Analysis of Plan-based Retrieval for Grounded Text Generation
- URL: http://arxiv.org/abs/2408.10490v1
- Date: Tue, 20 Aug 2024 02:19:35 GMT
- Title: Analysis of Plan-based Retrieval for Grounded Text Generation
- Authors: Ameya Godbole, Nicholas Monath, Seungyeon Kim, Ankit Singh Rawat, Andrew McCallum, Manzil Zaheer,
- Abstract summary: hallucinations occur when a language model is given a generation task outside its parametric knowledge.
A common strategy to address this limitation is to infuse the language models with retrieval mechanisms.
We analyze how planning can be used to guide retrieval to further reduce the frequency of hallucinations.

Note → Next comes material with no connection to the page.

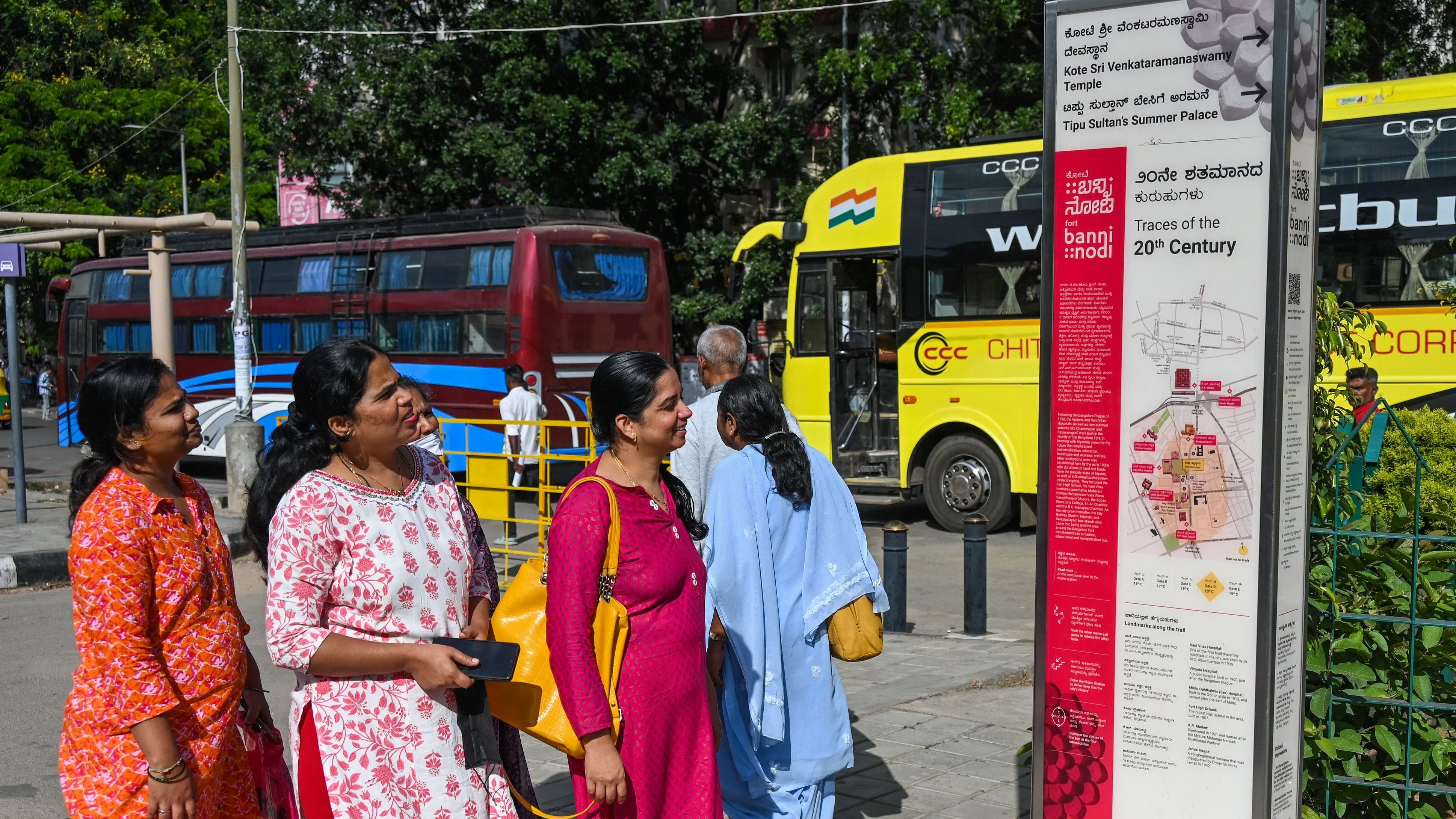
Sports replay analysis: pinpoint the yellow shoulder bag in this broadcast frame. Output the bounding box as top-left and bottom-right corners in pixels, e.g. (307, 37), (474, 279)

- Score: 78.89478272104739
- License: http://creativecommons.org/licenses/by/4.0/
- Abstract: In text generation, hallucinations refer to the generation of seemingly coherent text that contradicts established knowledge. One compelling hypothesis is that hallucinations occur when a language model is given a generation task outside its parametric knowledge (due to rarity, recency, domain, etc.). A common strategy to address this limitation is to infuse the language models with retrieval mechanisms, providing the model with relevant knowledge for the task. In this paper, we leverage the planning capabilities of instruction-tuned LLMs and analyze how planning can be used to guide retrieval to further reduce the frequency of hallucinations. We empirically evaluate several variations of our proposed approach on long-form text generation tasks. By improving the coverage of relevant facts, plan-guided retrieval and generation can produce more informative responses while providing a higher rate of attribution to source documents.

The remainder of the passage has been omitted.